她充满希冀地望住绯缡,绯缡听得委实糊涂,忍不住追问:“葛先生身体欠佳住院了?水土不服吗?”
“不是的。”尹太太猛摇头,“据说是快不行了。”她激动地捂住嘴巴,喃喃道:“商大嫂,你也没法相信的,是吧?我就知道。前面我和顾大嫂通讯时,顾大嫂根本不信。但她拨葛大嫂视讯,也没拨通。商大嫂,你知道我们宣传部和市政中心那边总有些工作沟通,我打听到,葛大嫂连续几天没去上班了。”
她进一步压低声音,低得绯缡几乎听不清:“那边的人支支吾吾,也在打听,好像葛大嫂是突然就没去上班的,她的直属部门上司当天和她同事们说过,葛大嫂的丈夫身体欠佳,夜里起病,葛大嫂请一天假照看。可是后来葛大嫂就一直没去,她上司起先还奇怪,后来就不提了,也没有给过其他解释,同事们都一头雾水。
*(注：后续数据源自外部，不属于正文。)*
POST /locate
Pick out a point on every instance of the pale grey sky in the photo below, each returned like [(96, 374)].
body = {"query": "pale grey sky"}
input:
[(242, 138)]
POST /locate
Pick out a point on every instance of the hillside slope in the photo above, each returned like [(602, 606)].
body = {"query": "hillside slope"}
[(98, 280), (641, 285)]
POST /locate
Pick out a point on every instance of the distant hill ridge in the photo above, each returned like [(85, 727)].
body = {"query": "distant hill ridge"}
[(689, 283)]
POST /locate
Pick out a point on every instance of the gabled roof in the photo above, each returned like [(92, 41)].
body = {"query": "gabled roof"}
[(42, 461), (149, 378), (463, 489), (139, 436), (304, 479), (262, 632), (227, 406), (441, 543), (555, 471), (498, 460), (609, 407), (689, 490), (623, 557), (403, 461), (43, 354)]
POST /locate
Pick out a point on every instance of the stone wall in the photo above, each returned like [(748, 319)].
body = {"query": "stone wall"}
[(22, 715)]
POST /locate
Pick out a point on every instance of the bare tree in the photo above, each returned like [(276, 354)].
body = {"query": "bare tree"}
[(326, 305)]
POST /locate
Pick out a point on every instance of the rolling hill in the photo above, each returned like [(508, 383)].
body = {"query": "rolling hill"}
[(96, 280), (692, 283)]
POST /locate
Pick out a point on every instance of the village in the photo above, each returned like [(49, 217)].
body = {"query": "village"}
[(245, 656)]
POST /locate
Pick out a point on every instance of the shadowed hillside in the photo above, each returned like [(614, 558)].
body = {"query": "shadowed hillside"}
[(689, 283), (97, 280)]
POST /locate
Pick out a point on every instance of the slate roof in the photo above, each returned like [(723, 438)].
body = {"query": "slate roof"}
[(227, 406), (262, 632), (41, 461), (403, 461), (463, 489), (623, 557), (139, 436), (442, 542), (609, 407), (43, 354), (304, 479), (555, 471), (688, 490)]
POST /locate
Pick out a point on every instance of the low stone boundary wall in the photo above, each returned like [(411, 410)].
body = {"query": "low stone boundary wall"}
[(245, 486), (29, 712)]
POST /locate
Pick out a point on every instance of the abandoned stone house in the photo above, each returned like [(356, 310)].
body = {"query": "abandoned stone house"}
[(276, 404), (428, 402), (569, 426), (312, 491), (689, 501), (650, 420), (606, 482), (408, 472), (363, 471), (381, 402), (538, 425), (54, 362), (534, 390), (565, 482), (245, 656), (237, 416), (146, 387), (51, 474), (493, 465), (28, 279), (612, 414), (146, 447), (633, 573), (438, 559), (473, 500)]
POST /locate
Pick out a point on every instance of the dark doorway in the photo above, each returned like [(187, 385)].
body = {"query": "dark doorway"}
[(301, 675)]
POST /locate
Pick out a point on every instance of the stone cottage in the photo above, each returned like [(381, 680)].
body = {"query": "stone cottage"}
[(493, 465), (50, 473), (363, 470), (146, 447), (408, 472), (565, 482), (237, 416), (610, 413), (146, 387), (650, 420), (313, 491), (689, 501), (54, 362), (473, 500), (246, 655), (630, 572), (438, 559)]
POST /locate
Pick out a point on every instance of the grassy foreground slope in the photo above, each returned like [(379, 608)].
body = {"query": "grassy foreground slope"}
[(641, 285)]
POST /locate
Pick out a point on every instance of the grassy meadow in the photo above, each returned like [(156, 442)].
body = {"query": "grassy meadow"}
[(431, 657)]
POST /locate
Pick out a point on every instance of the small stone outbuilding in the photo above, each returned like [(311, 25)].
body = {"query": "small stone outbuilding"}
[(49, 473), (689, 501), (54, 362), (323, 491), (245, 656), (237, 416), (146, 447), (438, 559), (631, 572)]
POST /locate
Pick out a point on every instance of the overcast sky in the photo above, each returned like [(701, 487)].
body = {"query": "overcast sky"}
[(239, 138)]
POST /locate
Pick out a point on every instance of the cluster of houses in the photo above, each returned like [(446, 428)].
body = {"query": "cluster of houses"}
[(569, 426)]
”
“顾大嫂一家不是和葛家都住汇云社区吗。”尹太太将手继续掩着唇,“她联系不上葛大嫂,但她认识葛家近段的一些人户,打听下来,确有其事。葛先生起病那夜,葛太太慌得把她那个段几家邻居都叫起了。”
绯缡接了这通视讯后,看大门时便总自动回忆起那斯斯文文的邻居,午餐休息中,她问了正好留在单位没出外勤的李骠:“骠哥,你是不是以前和环境安全部的人出去过?”
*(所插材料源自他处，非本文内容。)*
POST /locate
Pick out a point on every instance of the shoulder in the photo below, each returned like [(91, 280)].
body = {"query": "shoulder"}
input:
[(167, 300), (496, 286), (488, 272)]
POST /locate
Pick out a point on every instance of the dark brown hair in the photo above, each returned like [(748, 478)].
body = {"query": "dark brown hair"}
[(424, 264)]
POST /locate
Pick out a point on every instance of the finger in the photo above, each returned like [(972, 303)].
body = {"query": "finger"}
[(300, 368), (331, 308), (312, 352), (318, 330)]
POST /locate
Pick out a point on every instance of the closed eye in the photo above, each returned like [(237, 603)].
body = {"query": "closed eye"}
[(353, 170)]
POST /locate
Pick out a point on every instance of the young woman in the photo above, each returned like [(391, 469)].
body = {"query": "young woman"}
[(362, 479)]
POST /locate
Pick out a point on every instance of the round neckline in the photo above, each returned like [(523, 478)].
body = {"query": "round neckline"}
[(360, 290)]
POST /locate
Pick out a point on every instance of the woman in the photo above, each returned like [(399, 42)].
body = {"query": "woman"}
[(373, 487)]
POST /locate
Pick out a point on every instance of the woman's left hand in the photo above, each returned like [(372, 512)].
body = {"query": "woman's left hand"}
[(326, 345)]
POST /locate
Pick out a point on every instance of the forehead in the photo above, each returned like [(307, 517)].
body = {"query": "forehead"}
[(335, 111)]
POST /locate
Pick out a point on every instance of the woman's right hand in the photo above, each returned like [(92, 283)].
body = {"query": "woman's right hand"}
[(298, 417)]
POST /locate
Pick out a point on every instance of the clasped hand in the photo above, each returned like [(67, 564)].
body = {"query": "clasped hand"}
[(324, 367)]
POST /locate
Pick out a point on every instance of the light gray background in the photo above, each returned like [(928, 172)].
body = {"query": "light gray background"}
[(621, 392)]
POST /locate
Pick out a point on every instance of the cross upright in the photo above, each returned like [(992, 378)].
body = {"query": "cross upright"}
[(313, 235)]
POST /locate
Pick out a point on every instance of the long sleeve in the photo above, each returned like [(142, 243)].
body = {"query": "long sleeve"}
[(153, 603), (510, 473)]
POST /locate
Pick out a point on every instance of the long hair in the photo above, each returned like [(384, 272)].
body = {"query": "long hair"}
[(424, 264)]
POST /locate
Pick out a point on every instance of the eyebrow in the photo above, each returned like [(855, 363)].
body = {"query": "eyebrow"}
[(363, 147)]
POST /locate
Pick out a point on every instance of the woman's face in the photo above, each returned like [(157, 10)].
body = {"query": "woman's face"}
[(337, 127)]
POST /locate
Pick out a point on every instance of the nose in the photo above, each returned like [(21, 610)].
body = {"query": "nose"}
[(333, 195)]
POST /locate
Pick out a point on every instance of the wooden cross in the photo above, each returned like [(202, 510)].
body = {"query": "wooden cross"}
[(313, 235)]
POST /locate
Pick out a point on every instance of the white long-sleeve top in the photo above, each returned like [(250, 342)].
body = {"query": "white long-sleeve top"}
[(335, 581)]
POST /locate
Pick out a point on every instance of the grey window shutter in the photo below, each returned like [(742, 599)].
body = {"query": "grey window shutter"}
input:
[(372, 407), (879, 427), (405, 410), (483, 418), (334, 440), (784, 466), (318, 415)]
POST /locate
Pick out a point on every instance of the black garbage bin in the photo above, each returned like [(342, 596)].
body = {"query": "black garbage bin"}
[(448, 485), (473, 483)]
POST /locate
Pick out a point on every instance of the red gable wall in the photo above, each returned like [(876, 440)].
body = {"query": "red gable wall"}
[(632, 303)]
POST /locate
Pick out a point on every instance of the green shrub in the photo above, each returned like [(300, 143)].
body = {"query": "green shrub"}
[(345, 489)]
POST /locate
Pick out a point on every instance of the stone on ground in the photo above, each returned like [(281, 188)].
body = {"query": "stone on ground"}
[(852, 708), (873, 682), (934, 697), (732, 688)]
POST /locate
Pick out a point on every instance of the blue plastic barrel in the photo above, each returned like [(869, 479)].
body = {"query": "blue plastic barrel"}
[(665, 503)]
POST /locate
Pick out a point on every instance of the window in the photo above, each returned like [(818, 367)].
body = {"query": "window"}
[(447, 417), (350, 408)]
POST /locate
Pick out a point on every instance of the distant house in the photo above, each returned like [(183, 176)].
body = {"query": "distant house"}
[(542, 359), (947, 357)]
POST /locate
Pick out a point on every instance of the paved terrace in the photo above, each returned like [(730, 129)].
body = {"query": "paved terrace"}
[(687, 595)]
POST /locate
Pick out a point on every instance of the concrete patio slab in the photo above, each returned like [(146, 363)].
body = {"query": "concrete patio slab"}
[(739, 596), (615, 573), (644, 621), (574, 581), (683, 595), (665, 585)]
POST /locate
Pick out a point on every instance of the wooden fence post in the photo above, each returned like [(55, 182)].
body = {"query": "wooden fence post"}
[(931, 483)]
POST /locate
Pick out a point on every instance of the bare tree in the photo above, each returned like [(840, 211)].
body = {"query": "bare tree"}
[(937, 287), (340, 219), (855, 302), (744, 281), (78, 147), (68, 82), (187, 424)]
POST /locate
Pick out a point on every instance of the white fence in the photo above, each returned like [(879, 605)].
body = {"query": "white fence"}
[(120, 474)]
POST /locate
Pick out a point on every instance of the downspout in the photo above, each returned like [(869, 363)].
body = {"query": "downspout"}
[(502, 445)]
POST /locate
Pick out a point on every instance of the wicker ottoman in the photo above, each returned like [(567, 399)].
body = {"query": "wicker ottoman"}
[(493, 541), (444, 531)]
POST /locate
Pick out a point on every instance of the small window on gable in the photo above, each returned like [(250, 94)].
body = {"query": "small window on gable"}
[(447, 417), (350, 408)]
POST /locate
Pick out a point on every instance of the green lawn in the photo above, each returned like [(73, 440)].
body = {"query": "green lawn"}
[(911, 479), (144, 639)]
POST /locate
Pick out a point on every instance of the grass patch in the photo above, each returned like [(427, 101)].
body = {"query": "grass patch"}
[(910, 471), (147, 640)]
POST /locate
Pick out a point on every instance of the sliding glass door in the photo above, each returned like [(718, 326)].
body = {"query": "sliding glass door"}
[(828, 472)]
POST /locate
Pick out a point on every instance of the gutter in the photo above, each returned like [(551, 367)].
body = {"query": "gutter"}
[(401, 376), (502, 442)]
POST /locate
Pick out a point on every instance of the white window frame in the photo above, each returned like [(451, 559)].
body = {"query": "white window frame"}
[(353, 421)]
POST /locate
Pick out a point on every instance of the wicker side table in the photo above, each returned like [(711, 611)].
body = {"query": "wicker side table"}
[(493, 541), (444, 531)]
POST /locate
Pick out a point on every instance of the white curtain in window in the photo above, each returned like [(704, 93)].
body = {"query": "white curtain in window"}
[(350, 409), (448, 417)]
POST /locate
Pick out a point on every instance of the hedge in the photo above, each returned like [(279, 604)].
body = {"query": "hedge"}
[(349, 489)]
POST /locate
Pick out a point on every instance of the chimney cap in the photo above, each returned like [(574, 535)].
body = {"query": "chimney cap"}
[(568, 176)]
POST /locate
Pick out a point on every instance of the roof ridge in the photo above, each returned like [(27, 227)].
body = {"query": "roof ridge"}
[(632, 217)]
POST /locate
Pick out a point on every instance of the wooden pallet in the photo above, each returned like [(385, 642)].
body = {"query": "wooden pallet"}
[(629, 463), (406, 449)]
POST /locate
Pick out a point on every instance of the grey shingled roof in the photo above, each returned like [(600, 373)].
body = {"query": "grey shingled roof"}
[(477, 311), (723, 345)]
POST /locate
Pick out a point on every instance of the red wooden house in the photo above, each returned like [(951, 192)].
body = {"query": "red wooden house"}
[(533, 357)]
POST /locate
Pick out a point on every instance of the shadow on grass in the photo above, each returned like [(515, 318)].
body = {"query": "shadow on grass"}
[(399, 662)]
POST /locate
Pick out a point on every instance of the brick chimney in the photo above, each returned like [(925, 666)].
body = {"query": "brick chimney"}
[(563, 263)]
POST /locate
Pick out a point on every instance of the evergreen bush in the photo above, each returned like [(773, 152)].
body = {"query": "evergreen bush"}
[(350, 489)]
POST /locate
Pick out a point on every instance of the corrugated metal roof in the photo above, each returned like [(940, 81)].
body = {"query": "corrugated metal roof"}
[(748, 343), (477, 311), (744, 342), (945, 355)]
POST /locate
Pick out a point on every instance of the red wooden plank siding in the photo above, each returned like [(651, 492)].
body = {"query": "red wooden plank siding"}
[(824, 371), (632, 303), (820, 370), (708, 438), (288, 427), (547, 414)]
她是想问李骠有没有和环境安全部的人有过接触,但李骠看过来的眼神让她立即感觉很不妙。
“晏总长,你也知道那件事了?”
李骠说,环境安全部确实出了事。月初有一个联合考察小队出外,到始临高地以西之戎野平原作业时,似乎遭遇了什么虫害,但当时并没有什么,现下传言有一位环境安全专家在近距离接触后出现抗逆反应,所以最近戎野平原的考察作业安保等级升到了最严密状态,去的队伍也减少了。
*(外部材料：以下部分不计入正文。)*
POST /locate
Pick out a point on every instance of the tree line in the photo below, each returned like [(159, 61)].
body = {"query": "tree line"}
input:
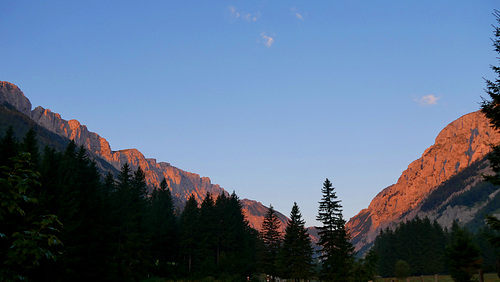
[(62, 220), (426, 248)]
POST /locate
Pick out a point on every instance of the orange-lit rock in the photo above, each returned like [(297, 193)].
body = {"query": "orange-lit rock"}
[(11, 94), (462, 142), (182, 183)]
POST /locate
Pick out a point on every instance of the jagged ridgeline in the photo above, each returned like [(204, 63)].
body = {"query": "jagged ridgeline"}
[(445, 184), (55, 132)]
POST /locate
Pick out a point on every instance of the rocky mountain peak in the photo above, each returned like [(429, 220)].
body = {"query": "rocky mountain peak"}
[(11, 94), (182, 183), (459, 144)]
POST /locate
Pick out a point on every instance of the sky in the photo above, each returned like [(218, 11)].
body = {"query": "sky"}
[(267, 98)]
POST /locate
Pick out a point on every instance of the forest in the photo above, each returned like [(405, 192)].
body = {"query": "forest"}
[(63, 220)]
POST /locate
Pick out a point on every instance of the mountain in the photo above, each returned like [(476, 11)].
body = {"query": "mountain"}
[(445, 184), (56, 130)]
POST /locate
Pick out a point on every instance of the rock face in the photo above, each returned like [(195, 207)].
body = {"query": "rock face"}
[(182, 183), (458, 145), (12, 95)]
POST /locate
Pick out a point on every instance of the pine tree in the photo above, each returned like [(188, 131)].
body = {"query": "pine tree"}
[(235, 249), (131, 252), (164, 227), (207, 228), (337, 252), (462, 255), (295, 257), (271, 238), (30, 145), (491, 108), (9, 147), (26, 238), (189, 235)]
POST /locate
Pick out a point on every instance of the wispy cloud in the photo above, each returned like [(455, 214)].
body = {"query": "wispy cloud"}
[(249, 17), (296, 13), (428, 100), (268, 40)]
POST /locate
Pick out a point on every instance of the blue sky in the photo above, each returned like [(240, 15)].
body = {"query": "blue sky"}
[(267, 98)]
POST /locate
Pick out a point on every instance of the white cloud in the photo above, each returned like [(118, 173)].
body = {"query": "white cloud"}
[(428, 100), (234, 12), (249, 17), (268, 40), (298, 15)]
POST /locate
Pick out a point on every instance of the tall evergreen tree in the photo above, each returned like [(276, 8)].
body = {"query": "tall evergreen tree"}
[(207, 228), (9, 147), (189, 235), (26, 238), (491, 108), (131, 251), (295, 257), (271, 238), (164, 228), (462, 255), (30, 145), (337, 252)]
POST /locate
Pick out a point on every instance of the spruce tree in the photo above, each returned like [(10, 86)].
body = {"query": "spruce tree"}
[(271, 239), (337, 252), (163, 228), (491, 108), (462, 255), (189, 234), (295, 257)]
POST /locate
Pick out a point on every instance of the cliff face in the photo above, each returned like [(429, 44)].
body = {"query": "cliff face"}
[(457, 146), (182, 183), (11, 94)]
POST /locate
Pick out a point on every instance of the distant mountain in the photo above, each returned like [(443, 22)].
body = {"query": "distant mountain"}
[(56, 132), (445, 184)]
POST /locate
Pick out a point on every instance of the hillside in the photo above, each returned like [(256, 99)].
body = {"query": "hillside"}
[(56, 132), (437, 184)]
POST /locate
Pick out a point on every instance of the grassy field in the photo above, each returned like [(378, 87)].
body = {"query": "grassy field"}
[(489, 277)]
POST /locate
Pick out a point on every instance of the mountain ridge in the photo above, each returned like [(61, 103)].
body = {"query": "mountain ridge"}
[(460, 144), (182, 183)]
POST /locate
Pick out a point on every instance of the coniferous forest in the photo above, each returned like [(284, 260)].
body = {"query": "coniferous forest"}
[(62, 219)]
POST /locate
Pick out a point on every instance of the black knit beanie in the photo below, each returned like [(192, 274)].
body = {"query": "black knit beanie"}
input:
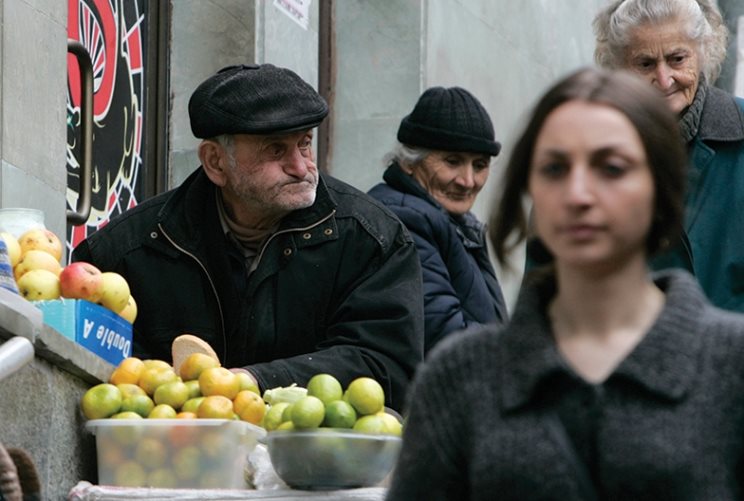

绯缡是非人研究部的安全主管,并没有收到指挥部对本部门猎捕机器人行为准则的添注要项,比如怎么对待那什么虫害,便自己忖度着,那虫害也没有太高级别,这件事尚不算严重。这么推算,尹太太说的不行,也有可能是起病时送医那场面慌乱恐人,邻居们口口相传越传越严重。
回家后,她挂心着这件事,问商檀安:“你知道葛冠卿葛先生的事吗?”
“你……听谁说的?”商檀安的营养剂给她递到一半,手僵在半空,目光显出忧虑。刚才拉家常时的些许温润笑意都不见了。
商檀安早两天,就已听说了。
228 信息
商檀安的信息来源更确凿。
作为机械管理部规划司副司长,商檀安每天需过手一份当日外勤机器人使用汇总简报。
罗望纪第三个月的月初,发往戎野平原的一支考察队发现了一队爬行虫类,命名为,添入罗望生物种类名录。虫群内有一双相叠而行,明显为交配繁衍中,考察小队便跟踪了几里。一路比较顺利,虫队列对人类也毫无惧怕或是感应反应。于是,考察队的几位专家便又靠拢虫队,试图近距离取些参数。不料,头虫忽然转弯,导致考察小队被切断,有两位专家并两个机器人被围在虫的环形圈内。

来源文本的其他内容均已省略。